As discussed in prior updates, this campaign is an extremely important step in the effective planning of and for our great communities and parishes and missions across the diocese. The campaign is intended to assist and supplement existing efforts across our ministries, particularly seminarian and deacon education and formation, religious formation and education, and assistance to our parishes and missions, especially our smaller/rural West Texas parishes.
We must remember that Progress (Annual Appeal) is a very significant and critical part of this planning. The many generous donations from parishioners across the diocese helps with the day to day annual needs of our ministries. The primary goal of the We Are the Body of Christ campaign is to provide additional funds to ensure we have the resources and necessary funds available to support the three main areas mentioned above. While it may seem as just another request or collection, it is in fact much more than that.

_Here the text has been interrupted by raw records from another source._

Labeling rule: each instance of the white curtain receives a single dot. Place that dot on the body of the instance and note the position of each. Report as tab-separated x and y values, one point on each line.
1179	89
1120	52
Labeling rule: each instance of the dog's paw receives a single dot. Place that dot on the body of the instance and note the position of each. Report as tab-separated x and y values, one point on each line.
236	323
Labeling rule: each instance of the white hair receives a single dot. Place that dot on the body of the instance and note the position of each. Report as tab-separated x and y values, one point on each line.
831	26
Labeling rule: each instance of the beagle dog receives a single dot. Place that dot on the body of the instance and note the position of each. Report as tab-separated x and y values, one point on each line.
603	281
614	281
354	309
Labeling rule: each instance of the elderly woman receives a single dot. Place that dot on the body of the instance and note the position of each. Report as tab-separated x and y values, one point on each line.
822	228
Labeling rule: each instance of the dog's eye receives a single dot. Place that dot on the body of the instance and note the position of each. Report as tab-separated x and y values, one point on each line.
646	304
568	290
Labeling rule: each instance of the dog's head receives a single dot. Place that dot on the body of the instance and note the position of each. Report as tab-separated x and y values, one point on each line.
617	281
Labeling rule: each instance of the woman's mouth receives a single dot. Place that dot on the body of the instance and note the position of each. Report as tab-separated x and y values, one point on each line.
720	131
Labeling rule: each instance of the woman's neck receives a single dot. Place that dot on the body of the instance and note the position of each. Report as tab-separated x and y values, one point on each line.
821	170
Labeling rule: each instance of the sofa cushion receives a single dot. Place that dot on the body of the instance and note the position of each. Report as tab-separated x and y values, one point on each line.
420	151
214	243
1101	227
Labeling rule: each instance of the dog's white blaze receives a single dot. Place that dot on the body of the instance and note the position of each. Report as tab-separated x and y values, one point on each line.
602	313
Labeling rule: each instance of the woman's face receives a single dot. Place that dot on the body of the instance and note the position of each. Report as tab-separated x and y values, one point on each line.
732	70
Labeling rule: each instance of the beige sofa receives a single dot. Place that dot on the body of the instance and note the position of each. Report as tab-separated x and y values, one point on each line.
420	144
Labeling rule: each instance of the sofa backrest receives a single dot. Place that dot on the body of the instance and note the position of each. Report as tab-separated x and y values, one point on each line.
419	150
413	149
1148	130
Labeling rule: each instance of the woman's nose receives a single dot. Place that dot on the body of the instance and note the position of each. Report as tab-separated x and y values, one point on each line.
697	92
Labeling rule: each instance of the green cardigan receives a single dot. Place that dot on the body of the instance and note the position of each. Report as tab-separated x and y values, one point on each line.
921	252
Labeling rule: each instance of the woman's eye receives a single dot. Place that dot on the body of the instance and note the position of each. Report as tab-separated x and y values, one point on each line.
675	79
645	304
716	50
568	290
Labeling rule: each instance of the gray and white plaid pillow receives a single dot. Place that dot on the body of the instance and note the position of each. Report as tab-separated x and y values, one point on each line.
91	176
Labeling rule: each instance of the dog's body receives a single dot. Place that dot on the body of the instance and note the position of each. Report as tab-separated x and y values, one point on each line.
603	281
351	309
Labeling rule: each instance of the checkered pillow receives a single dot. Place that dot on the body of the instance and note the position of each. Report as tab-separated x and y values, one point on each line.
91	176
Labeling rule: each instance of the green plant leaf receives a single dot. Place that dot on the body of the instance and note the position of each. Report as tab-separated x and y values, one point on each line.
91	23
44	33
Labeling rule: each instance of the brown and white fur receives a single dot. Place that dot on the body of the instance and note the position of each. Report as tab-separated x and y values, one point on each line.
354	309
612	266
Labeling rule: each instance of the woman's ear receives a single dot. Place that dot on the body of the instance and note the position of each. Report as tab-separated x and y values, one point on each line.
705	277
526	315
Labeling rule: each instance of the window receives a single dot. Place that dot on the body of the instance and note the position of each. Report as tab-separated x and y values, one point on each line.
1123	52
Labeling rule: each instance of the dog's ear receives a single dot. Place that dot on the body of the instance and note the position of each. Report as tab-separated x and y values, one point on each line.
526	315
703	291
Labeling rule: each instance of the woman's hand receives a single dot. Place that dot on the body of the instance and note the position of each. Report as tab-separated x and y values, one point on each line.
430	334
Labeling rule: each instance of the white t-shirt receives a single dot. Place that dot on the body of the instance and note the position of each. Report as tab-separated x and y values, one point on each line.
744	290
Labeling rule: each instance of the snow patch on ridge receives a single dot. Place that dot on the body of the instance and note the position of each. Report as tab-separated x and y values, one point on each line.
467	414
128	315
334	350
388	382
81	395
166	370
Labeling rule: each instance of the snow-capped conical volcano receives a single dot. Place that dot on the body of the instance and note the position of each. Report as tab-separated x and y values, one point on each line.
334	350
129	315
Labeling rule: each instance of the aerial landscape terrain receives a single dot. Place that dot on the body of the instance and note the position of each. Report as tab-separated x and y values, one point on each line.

In 1 Corinthians 12:14, we find “…for the body itself is not made up of only one part, but of many parts.” As the catholic community of the Diocese of El Paso – WE ARE THE BODY OF CHRIST. it is through the generosity and selfless giving of all the faithful that we support our parishes, pastors, and communities. We ask that you prayerfully consider a gift to this necessary endeavor and trust that the Lord our God will provide for us in our time of need. We also find in 2 Corinthians 9:6-8, “…whoever sows generously will also reap generously. Each of you should give what you have decided in your heart to give, not reluctantly or under compulsion, for God loves a cheerful giver.”
We ask you to reflect upon the many blessings and gifts you have received from God the Father’s infinite mercy and generosity. We are called to be stewards of all we have been given, to use our gifts well, and to share what we have been given with others. By ensuring we can support our continuing and emerging needs, not only will we benefit from our partnership with one another, but also from the rich heritage of our ancestors; the faith-filled people who built our churches, parishes, and social programs that have enriched our lives.
Together, with Christ, there is no limit to the good we can and will achieve. I hope you will be inspired to join us as we ensure a bright future for the Catholic Diocese of El Paso.